The urge to deal with the complexity of storage management is what's been driving the SRM market, says Michael Karp, senior analyst with Enterprise Management Associates Inc. "Storage management is extremely complicated, [and] the more heterogeneous the environment, the more complex the mix," he says. "I would suggest that [SRM] is the major area of growth in storage."

An IDC report last spring forecast that the SRM market would skyrocket from $1.8 billion in 2002 to $4.6 billion by 2006 (see SRM Tools Get Loaded and IDC Projects SRM Growth).

Obviously, the Bellevue, Wash.-based TeraCloud isn't the only company aiming to bite a chunk out of this fatting market. Other companies in this space include Computer Associates International Inc. (CA) (NYSE: CA), EMC Corp. (NYSE: EMC), Hewlett-Packard Co. (NYSE: HPQ), IBM Corp. (NYSE: IBM), and Veritas Software Corp. (Nasdaq: VRTS), in addition to a long line of startups (see SAN Management: Nice, in Theory).

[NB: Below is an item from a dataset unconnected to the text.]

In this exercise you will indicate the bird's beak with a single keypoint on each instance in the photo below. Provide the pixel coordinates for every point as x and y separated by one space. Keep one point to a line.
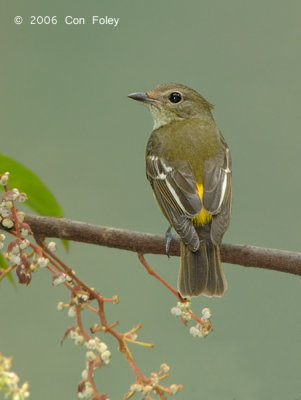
141 97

But while some products out there, like IBM's Tivoli, should give TeraCloud a run for its money, according to Karp, he warns that not all the products on the market are everything they claim to be:"One thing that kind of muddies the water is that a lot of people can monitor heterogeneous environments, but not as many can manage them. You've got to overcome the smoke and mirrors that are out there... TeraCloud actually manages this stuff. [They] manipulate the storage assets. That's a real calculable value."

SpaceNet 3.0 is available now, priced at about $30,000 per managed Tbyte of storage.